On further inspection I noticed that, when I run this with default gpt-4o-mini model in debug mode, I see this in console:

[-1:checkpoint] State at the end of step -1:
{'messages': []}
[0:tasks] Starting step 0 with 1 task:
- __start__ -> {'messages': [HumanMessage(content='hi')]}
[0:writes] Finished step 0 with writes to 1 channel:
- messages -> [HumanMessage(content='hi')]
[0:checkpoint] State at the end of step 0:
{'messages': [HumanMessage(content='hi', id='e2b1b41b-7a36-4f13-b186-2f14c6c2e959')]}
[1:tasks] Starting step 1 with 1 task:
- agent -> {'is_last_step': False,
 'messages': [HumanMessage(content='hi', id='e2b1b41b-7a36-4f13-b186-2f14c6c2e959')]}
[1:writes] Finished step 1 with writes to 1 channel:
- messages -> [AIMessage(content='Hello there! 🍷 How can I help you today? Are you looking for some delightful wine recommendations, perhaps a tasty recipe to pair with your favorite bottle, or maybe some local happenings around Yountville? Let’s chat!', response_metadata={'finish_reason': 'stop', 'model_name': 'gpt-4o-mini-2024-07-18', 'system_fingerprint': 'fp_483d39d857'}, id='run-1e389208-ca9d-40e5-bb83-fa6bf76df051', usage_metadata={'input_tokens': 1155, 'output_tokens': 47, 'total_tokens': 1202})]
[1:checkpoint] State at the end of step 1:
{'messages': [HumanMessage(content='hi', id='e2b1b41b-7a36-4f13-b186-2f14c6c2e959'),
              AIMessage(content='Hello there! 🍷 How can I help you today? Are you looking for some delightful wine recommendations, perhaps a tasty recipe to pair with your favorite bottle, or maybe some local happenings around Yountville? Let’s chat!', response_metadata={'finish_reason': 'stop', 'model_name': 'gpt-4o-mini-2024-07-18', 'system_fingerprint': 'fp_483d39d857'}, id='run-1e389208-ca9d-40e5-bb83-fa6bf76df051', usage_metadata={'input_tokens': 1155, 'output_tokens': 47, 'total_tokens': 1202})]}
[14/Sep/2024 11:09:57] "GET /stream_reply_from_chatbot/?session_id=4d40c59a-1697-446c-b07e-cdaec1c8ced8&user_message=hi HTTP/1.1" 200 583

However, when I run this with fine-tuned model, I see this:

[-1:checkpoint] State at the end of step -1:
{'messages': []}
[0:tasks] Starting step 0 with 1 task:
- __start__ -> {'messages': [HumanMessage(content='hi')]}
[0:writes] Finished step 0 with writes to 1 channel:
- messages -> [HumanMessage(content='hi')]
[0:checkpoint] State at the end of step 0:
{'messages': [HumanMessage(content='hi', id='4409af73-5303-4fec-b5e3-5d55a8bcfc9f')]}
[1:tasks] Starting step 1 with 1 task:
- agent -> {'is_last_step': False,
 'messages': [HumanMessage(content='hi', id='4409af73-5303-4fec-b5e3-5d55a8bcfc9f')]}
[14/Sep/2024 10:19:11] "GET /stream_reply_from_chatbot/?session_id=53159df5-7a6b-451b-bad4-0d27ab0f4f04&user_message=hi HTTP/1.1" 200 233

It seems like the agent is coming to step [1:tasks] Starting step 1 with 1 task: in both cases but unable to move to next step.

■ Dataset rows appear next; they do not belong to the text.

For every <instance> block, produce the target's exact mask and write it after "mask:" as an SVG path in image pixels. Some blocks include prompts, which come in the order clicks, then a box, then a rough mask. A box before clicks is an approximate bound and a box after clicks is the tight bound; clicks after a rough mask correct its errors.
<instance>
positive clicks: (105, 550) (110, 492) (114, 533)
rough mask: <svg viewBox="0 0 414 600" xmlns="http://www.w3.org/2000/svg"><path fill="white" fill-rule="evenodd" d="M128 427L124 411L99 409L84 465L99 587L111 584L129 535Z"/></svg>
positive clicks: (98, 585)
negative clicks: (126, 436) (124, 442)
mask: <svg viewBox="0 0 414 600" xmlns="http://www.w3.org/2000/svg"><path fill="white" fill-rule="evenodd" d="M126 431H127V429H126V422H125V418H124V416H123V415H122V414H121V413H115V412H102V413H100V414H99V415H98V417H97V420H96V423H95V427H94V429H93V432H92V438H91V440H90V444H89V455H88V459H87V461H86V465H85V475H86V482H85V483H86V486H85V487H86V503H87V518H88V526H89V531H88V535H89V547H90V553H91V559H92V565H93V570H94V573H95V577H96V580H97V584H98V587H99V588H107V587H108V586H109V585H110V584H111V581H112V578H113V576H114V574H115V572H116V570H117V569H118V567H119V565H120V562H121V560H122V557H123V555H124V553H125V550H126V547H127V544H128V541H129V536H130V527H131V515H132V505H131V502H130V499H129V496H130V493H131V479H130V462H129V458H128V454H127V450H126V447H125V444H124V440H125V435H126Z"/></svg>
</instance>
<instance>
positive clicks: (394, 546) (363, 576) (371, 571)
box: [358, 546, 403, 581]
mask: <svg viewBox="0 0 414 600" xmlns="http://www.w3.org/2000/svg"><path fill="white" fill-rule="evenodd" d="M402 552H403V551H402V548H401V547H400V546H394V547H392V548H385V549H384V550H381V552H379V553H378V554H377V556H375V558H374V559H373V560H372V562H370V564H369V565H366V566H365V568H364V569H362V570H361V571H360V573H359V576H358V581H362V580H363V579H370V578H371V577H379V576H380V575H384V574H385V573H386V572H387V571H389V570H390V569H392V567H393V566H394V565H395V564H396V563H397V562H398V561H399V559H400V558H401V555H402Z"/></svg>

DhruvCMH commented 2 weeks ago

Update: I noticed that removing the trimmer from: messages_filter = custom_filter_messages | trimmer makes the model work fine.

DhruvCMH commented 2 weeks ago

It was due to the trimmer. Earlier token_counter in trimmer was defined as per gpt-4o-mini. Since now I am using the fine-tuned model, so the token counter was unavailable for the new fine-tuned model. Hence to fix this, we have to create a new LLM instance of gpt-4o-mini model, and use that as a token counter here.